Troubleshooting Hadoop environments

Use these solutions to resolve issues you might experience when using Hadoop environments.

Restarting Execution Engine for Apache Hadoop services from Cloudera Manager or Ambari

If you must restart the Execution Engine for Apache Hadoop services from Cloudera Manager (CDH) or Ambari (HDP), restart all of the Execution Engine for Apache Hadoop services by running the following commands:

  cd /opt/ibm/dsxhi/bin
  ./stop.py
  ./start.py

Exporting and importing projects

If you export a project that contains a reference to a Hadoop-integrated system, and you're importing the project to a different Cloud Pak for Data cluster, you might have an issue in which notebooks, connections, and refinery jobs fail.

The reason is that when the project is exported, the Hadoop registration that is defined globally is not included as part of the export because this is a global property. Perform the following steps to ensure that the imported project works properly. These steps are required, as Hadoop integration information is not part of a project export, and it is defined globally as part of the Cloud Pak for Data cluster.

This scenario can also occur when the admin deletes an entry in the Hadoop Integration page that is also referenced by a user's environment. If the admin adds back the same entry, you must still take the following steps to correct the issues.

Issues and workaround

The importing and exporting project issue affects:

To resolve this issue, see Workaround.
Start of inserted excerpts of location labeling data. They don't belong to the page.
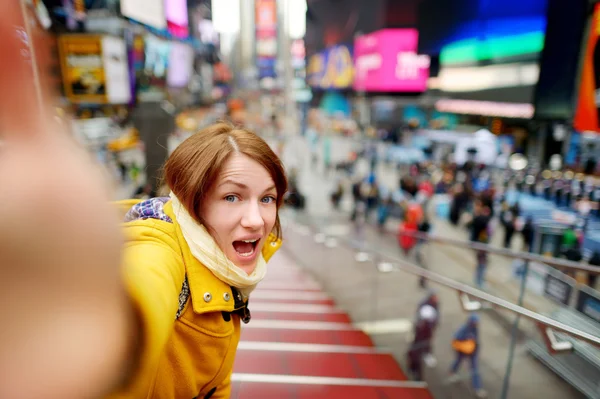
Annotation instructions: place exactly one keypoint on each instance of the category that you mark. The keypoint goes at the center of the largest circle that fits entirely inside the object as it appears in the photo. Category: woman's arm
(67, 325)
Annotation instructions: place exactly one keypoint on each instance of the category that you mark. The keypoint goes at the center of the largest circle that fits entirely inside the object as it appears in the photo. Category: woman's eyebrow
(235, 183)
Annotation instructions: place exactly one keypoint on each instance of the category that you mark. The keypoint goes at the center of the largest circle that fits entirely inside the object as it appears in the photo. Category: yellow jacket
(191, 355)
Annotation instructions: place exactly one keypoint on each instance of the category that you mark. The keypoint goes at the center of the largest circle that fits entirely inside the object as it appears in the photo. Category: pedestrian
(467, 347)
(424, 329)
(480, 233)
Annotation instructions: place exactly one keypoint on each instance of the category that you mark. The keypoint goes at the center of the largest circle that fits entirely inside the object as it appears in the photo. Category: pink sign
(177, 17)
(387, 61)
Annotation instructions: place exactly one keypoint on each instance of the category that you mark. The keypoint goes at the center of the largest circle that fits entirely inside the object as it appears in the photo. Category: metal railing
(545, 324)
(404, 265)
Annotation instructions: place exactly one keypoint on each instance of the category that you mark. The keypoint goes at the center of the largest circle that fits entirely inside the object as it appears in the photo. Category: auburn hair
(196, 163)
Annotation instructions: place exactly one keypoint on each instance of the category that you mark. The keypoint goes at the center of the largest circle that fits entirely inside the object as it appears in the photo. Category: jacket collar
(208, 293)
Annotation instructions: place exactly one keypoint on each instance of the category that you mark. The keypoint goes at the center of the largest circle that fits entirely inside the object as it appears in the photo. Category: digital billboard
(387, 61)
After you complete the workaround, you might need to do additional steps. The following sections include additional information.

Environments

Environments don't show the entire Hadoop details.

Notebooks

Although you can still view the content of the notebook, when you try to launch it in Edit mode, it fails. In addition, you cannot delete the active runtime. Deleting the runtime environment also fails.

When the invalid environment is deleted, the Assets page indicates with an icon that the environment was removed from the notebook.

  1. From the Action button, select Change Environment, and then select the environment that was recently created in the Environments workaround.
  2. Click Associate, and then run the notebook to validate that the workaround is successful.

Jobs

A job will fail with a Failed to find remote host for id error.

This applies to Data Refinery and notebook jobs. When the invalid environment is deleted, the jobs UI will indicate that the job has a missing Environment template.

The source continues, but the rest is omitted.